I finally caught the first episode of Deadwood last night. I get to these things eventually, this one only took me fifteen years. I like it so far, only one episode in--please refrain from giving me spoilers though I've already looked up some of the real life counterparts of characters portrayed on screen and have a general idea of who's going to live and who's going to die. I'm surprised how many of the characters are based real people, even Timothy Olyphant's character, Seth Bullock, though Bullock had a much better moustache in real life.

There's a wonderful, grimy atmosphere about the television portrayal of the town of Deadwood, about as close to a good Spaghetti Western as you could get on a mid-2000s HBO television budget. I find Olyphant a bit bland but most of the cast is terrific, especially Ian McShane as Al Swearengen.

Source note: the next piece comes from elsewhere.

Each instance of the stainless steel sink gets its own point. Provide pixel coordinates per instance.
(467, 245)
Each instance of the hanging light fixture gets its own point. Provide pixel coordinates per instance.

Based on the show's reputation, I was expecting him to be more about delivering lyrically profane outbursts but in the first episode I was most impressed by his quieter moments. When a land deal he's orchestrated starts going in the wrong direction, he doesn't start screaming at the participants, he becomes stony faced, quietly repeating offers and arguments. It's much worse than an outburst--it's the kind of quiet that presages a particularly deadly storm.

It's also good to see Brad Dourif and he's already had one interesting moment as the town physician in a scene where he's amazed by a man who's survived twenty minutes after a getting shot in the head. It feels like it's been a long time since I saw Dourif in anything. Looking at his Wikipedia entry, I see he was in three movies last year, maybe I ought to watch at least one of them if I really want a Dourif fix.

The first three seasons of Deadwood are available on Amazon Prime.

Twitter Sonnet #1244

A frozen face at centre worked a sun.
A double glass reports a heavy harm.
In traded light, the purple systems run.
A youthful bracelet steels a weathered arm.
The magnet fooled a spinning weather vane.
A heavy sky disturbed the lightest cloud.
A horizontal drop astounds the rain.
A busy hermit's come the raucous crowd.
A thousand hands are busy making thread.
In flying east the swarm betook the trades.
The sheet of studs were useless, cold, and dead.
A picture soaked in varnish slowly fades.
The crispy edge delivered greasy food.
Conveyor belts create a static mood.